古代、旭川は、現在の岡山市北区玉柏・中区祇園付近で複数の河道に分岐していた。その分岐した複数の派川およびそれによって生まれた複数のデルタ地帯の西部一帯を郡域としていた。現在の岡山市中心市街地は御野郡にあたる。

 また、旭川本流は現在の流れも今より東寄りを蛇行しながら流れていた。
 しかし宇喜多秀家が岡山城を築城した際に流路を現在の位置に変更した。
 これにより旭川本流の西岸で御野郡であった現在の中区竹田・東川原・西河原などの村が東岸へと変わった。

 岡山藩が寛永年間に作成した『備前国九郡地図』では、東岸であっても御野郡として記載されているが、明治期までには上道郡へ移管されている。

 備前国の国府は時代によって変遷しているが、御野郡に所在していたこともあり、『和名抄』にはその旨が記載されている。
 場所は特定できていないが、御野郷・津島郷・伊福郷などの説がある。また、郡衙も同様である。

 旭川の川の流れの変化や、干拓による海面の陸地化により、時代により郡域が激しく変化している。
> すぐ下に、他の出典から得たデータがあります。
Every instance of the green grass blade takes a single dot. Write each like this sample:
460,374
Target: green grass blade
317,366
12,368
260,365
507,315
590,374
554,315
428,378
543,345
特に江戸時代に行われた吉備の穴海の大干拓事業により南部に広大な新田が開発され、郡域が大幅に広がった。

 延喜式神名帳には、8社(石門別神社・尾辻神社・天神社・伊勢神社・天計神社・国神社石門別神社・尾治針名真若比女神社)が記載されている。

              
         飛鳥~白鳳時代の評名地図

                 【御野郡の中の御野郷】

 和名抄では以下の6郷が同郡に属している。 
牧石郷・廣西郷・出石郷・御野郷・伊福郷・津島郷
               
             評制と郡制とほぼ同じ範囲

 1878年(明治11年)7月22日、郡区町村編制法により郡役所を巌井(石井)村に置き、また岡山区が同郡より分立した。
 1889年(明治22年)6月1日、町村制施行により10村が置かれた。

  1900年(明治33年)4月1日、津高郡の一部と御野郡が合併して御津郡となった。

 
        
     
江戸時代までも御野郡は変わらず、岡山城は備前国御野郡にあった。
         1871年 廃藩置県後も御野郡は変わらず。  

 

 【御野郡から御津郡へ】

御野郡御野村の変遷
明治22年、市町村制施行により、御野郡の旧城下町は岡山市に編入。
       牧石郷・御野郷・津島郷は廃し、牧石村・御野村・伊島村・石井村となる。 
 
明治33年、御野郡の一部と津高郡の一部とが合併して御津郡となる。